Until Dallas whipped past and bumped my shoulder.

That was the thing about hockey players.

They always wanted to show off how fast they were, and how they could stop on a dime and switch directions.

That trick didn’t impress me. I was influenced by gracefulness.

The movement from one technical element to the next with the ease of a plane lifting off the ground and into the sky.

To me, figure skating was the superior sport.

Of course, I was biased because I was never good at stick handling.

When I’d played hockey, I was the outcast. The shy girl who didn’t play tough, who kept her angst inside and didn’t have the internal desire to be the aggressive scrapper my father had wanted me to be.

I turned forward on one foot, gliding. Ahead, Dallas was holding the ledge behind him and leaning against the boards. I did a T-stop next to him.

“Hey,” he said, slightly out of breath. “It’s good to see you.”

“Me too.” I looked up at the spotlights above the rink. They were tall and massive. It would be fun if it were dark outside.

“You were a hockey cheerleader, weren’t you?”

I looked at him. “Sorry to disappoint you.”

If he’d known me in high school, he’d never have looked at me twice. I’d been awkward and nerdy. The girl who didn’t talk to boys much and never attempted to draw their attention.

“Come on.” He pushed off and looked back at me, his smile making the creases beside his lips run deep. I sighed, wanting to trace them with my tongue. And therein was the problem of all problems. My being so attracted to him didn’t give me the upper hand.

We skated for a while, and it was wonderful. At one point, I started doing jump warm-up exercises. Of course, I didn’t just want to go for something easy. I wanted to dazzle him, which quite possibly could lead to impetuous sex.

I did a single Axel-single loop. The Axel went great, and I landed it clean, but I underrotated the loop and fell on my ass. Pain ripped through my tailbone, and I winced, hard.

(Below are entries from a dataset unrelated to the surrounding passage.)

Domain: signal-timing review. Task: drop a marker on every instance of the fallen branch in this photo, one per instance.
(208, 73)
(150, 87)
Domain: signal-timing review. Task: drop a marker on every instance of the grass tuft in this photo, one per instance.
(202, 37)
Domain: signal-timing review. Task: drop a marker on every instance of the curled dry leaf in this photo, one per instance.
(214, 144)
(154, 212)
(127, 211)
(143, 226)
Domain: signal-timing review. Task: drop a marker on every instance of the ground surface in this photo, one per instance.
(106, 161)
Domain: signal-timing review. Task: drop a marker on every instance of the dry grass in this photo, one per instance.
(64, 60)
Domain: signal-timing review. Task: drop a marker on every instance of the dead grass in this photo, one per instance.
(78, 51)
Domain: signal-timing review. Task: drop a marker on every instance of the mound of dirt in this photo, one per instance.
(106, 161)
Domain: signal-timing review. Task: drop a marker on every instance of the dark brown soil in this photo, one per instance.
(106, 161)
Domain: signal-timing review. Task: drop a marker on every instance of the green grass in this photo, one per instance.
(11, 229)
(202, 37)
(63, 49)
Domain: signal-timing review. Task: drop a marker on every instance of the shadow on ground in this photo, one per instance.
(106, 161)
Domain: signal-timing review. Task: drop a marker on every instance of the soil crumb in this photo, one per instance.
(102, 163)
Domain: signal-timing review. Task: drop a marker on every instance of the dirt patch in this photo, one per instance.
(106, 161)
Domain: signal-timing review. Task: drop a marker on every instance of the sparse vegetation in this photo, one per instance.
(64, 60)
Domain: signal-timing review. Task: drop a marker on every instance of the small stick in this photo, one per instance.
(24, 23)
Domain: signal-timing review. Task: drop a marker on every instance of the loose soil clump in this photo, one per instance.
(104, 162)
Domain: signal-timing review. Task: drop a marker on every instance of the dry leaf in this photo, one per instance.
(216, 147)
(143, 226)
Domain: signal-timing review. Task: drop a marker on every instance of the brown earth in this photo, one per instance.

The older, heavier me had arrived.

Dallas helped me up. “Are you okay?”

“I’m fine, but I think my skating for the day is over.” We left the ice, and I eased myself onto a bench.

Sitting there, I wished I hadn’t done the combination jump.

I wasn’t sure which was more bruised, my bottom or my ego.

Hobbling back to campus wasn’t going to be sexy.

It was not going to result in me being pushed up against a wall with my legs wrapped around him.

All it meant was I needed some ibuprofen.

“So are you going to the ice cross finals on Friday night?” He unlaced his first skate.

“The what?” I bent over to undo mine, and a stinging sensation went straight down my legs.

He was working on his second skate. “It’s an extreme sport being hosted in the cities this weekend. Athletes race on skates down an ice track.”

“Sounds dangerous.”

“It can be, but it’s totally awesome.” He finished and put on his shoes. “They’re setting up a village next to the course with tents for drinking and eating and other stuff too.”

A fluttering filled my stomach. Another chance to be with him. Another chance at spur-of-the-moment sex. “Are you going?”

“Yeah.” He stood up.

“You want to go together?”

“Oh.” He frowned. “I can’t.”

His response hit me like a dozen tiny knives being thrown at my chest.

But seriously, what was wrong with me? Why had I asked for us to go there together anyway? It was in complete violation of my own ground rules—not to participate in anything relationship-y.

Actually, I knew why it hurt. Because I was trying to find that elusive moment when the “just sex” part of our deal would actually happen. Right now it seemed like an insurmountable peak that only an experienced mountaineer could conquer.

“Sorry.” He examined me. “I was just mentioning it because I thought you’d have fun going with your friends. I’ll already be there, but you can text me and we might be able to meet up.”

I nodded as I finished taking my skates off. But all I heard was the word “might.” I put the guards on the blades and put my skates into the bag. At this rate, I might still be sexless by spring break.